Et troisièmement en créant les conditions nécessaires à l’établissement d’un tel rapport actif et positif de la société au monde, à la réalisation d’une telle volonté sociale et politique. Conditions qu’il est prématuré de vouloir aborder.
Pour le moment, il semblerait que le gouvernement, pour pouvoir continuer à surfer sur le mouvement social, table sur une conjoncture mondiale qui relativiserait la situation algérienne. A plus ou moins long terme, pour conserver sa posture, il peut être tenté de miser sur le secours d’une nouvelle technologie de gouvernement des comportements des populations (4), le « gouvernement algorithmique », que lui vendraient volontiers les puissances technologiques.
Il compterait d’abord donc, sur une expansion de la violence et de l’austérité à l’extérieur des frontières qui précéderaient celle interne, de sorte que l’opinion puisse en être avertie et qu’il puisse se prévaloir de la situation mondiale pour imputer les déboires internes à un coup du sort et faire accepter le type de gouvernement répressif (une politique d’austérité imposée de sa position externe) nécessaire comme indépendant de sa volonté.

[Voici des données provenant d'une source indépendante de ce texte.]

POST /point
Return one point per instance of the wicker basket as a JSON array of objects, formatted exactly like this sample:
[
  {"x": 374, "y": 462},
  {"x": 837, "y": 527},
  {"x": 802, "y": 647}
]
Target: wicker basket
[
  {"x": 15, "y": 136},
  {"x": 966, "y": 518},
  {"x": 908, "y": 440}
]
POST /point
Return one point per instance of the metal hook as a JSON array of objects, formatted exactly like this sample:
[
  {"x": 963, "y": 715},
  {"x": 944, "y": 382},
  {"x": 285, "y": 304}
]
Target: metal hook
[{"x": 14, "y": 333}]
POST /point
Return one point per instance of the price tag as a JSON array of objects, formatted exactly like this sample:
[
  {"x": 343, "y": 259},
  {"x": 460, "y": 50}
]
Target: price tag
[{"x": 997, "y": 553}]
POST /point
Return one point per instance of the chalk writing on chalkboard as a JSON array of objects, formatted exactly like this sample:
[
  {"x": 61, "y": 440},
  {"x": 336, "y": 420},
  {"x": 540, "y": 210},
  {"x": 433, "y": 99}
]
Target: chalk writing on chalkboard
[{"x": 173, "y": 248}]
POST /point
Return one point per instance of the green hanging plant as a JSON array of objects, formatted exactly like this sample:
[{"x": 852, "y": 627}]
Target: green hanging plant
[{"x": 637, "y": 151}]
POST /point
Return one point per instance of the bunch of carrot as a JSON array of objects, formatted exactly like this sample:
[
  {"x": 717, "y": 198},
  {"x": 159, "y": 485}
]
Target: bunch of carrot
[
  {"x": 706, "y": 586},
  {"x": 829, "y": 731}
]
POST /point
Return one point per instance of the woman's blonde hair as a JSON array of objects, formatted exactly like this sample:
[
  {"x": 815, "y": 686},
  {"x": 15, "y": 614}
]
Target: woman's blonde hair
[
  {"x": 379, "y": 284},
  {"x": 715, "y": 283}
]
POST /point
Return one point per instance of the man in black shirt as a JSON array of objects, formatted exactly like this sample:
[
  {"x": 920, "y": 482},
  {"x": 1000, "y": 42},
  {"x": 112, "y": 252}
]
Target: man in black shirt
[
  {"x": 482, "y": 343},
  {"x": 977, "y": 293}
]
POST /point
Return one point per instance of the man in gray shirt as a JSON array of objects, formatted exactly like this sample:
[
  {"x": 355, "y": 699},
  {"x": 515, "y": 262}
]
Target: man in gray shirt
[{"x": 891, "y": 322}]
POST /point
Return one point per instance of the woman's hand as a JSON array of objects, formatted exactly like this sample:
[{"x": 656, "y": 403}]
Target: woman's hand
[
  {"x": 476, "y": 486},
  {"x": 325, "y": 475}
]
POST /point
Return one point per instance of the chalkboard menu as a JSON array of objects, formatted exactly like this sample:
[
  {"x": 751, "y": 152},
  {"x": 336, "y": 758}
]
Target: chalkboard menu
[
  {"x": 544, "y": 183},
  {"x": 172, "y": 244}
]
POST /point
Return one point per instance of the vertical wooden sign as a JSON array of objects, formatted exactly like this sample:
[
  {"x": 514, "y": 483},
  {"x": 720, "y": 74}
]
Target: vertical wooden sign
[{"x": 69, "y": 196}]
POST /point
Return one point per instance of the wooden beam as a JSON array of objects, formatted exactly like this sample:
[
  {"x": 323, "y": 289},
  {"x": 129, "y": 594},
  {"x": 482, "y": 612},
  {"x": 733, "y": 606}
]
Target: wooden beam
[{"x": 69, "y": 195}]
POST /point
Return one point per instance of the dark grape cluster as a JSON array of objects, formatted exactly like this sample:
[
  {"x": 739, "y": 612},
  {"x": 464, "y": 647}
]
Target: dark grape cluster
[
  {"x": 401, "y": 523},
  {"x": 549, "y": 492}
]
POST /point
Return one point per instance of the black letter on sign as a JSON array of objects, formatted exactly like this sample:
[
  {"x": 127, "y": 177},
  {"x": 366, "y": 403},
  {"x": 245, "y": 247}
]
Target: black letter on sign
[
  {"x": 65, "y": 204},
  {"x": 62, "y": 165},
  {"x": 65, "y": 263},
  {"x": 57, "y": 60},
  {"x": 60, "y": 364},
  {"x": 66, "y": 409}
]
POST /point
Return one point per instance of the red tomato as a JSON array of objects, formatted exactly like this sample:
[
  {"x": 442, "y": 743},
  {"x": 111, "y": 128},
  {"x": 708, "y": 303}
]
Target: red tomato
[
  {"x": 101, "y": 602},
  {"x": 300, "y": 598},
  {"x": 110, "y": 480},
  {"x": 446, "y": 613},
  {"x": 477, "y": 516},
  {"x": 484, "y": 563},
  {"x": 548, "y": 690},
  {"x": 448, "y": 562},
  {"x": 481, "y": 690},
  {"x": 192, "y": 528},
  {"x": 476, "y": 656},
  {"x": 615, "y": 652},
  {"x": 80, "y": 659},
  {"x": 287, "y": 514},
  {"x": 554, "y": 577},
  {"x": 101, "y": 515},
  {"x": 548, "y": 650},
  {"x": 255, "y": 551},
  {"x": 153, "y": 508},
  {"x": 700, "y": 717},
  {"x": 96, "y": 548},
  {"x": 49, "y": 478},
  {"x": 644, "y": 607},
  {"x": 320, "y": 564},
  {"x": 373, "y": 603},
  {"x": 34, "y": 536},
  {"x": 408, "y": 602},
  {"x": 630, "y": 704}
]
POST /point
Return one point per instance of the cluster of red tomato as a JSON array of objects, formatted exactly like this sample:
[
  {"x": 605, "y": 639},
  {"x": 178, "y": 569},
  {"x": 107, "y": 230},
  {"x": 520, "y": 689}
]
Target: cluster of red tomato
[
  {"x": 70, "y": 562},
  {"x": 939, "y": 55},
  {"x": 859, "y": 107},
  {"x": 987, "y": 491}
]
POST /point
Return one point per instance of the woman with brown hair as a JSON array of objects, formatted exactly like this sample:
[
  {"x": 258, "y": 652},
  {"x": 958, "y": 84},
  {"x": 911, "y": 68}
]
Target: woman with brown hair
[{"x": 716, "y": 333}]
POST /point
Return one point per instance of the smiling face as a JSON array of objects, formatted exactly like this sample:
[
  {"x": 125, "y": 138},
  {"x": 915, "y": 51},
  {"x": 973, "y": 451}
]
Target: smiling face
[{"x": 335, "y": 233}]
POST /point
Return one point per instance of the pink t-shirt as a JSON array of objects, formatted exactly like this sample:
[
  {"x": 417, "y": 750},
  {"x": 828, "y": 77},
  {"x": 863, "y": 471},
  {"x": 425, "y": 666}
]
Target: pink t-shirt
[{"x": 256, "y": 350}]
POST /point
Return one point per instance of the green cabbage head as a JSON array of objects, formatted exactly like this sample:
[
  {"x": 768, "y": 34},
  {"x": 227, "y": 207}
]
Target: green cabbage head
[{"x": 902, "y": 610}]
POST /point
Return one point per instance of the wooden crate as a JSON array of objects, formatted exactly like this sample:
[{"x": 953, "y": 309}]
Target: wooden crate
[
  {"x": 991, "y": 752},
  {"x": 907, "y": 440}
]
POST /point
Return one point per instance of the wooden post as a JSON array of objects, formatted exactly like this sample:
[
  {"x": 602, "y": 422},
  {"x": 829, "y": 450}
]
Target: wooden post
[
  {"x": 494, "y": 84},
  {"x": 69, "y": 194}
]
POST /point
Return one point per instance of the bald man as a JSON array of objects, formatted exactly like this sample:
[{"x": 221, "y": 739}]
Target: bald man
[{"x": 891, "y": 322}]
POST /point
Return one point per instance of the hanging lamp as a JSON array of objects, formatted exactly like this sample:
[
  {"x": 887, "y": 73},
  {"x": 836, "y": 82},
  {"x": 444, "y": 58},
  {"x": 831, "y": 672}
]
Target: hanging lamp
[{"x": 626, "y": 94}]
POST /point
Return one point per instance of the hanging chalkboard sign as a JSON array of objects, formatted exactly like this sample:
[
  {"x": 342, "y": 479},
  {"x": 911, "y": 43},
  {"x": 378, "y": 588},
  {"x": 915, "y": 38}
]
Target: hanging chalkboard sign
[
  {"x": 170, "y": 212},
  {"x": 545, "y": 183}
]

Cette attitude constitue un pis-aller. D’abord elle se sert du malheur des autres pour faire accepter un sort relativement enviable, ensuite elle ne contribue pas à la paix dans le monde. Plutôt que de faire preuve d’imitation de partenaires en situation d’échec, derrière lesquels on pourrait se réfugier, peut être est-il temps de faire preuve d’imagination : puisqu’il faudra bientôt faire preuve d’une certaine autorité pour contenir la violence autant faire qu’elle ne ressemble pas à celle du maréchal Sissi et qu’elle n’aboutisse pas à l’escalade de la violence dans le monde mais à sa résorption.
*Arezki Derguini, député du Front des forces socialistes (FFS),
Notes
1. Crise des migrants: l’option militaire européenne est-elle réaliste?
2. La pensée d’un philosophe comme celle de François Jullien, helléniste et sinologue, peut être cité en exemple. Son attitude : comprendre la Chine pour mieux être « Grec », sa conception de la culture comme ressource et non comme identité, tout ce genre de pensées peuvent contribuer, à mon sens, à la construction d’une véritable paix mondiale. Voir « L’écart et l’entre Ou comment penser l’altérité. »
3. Bertrand Badie : » Autrefois, les guerres étaient affaire de compétition de puissance; aujourd’hui, les nouveaux conflits expriment des déficits graves de puissance, soit un défaut d’institutions solides et légitimes, soit des pathologies sociales graves. Le « printemps arabe » s’est construit conformément à cette logique. In « Aucun des conflits récents n’a pu être résolu par l’usage de l’instrument militaire»
4. « Le nouveau pouvoir statistique Ou quand le contrôle s’exerce sur un réel normé, docile et sans événement car constitué de corps « numériques »… » par Antoinette Rouvroy et Thomas Berns.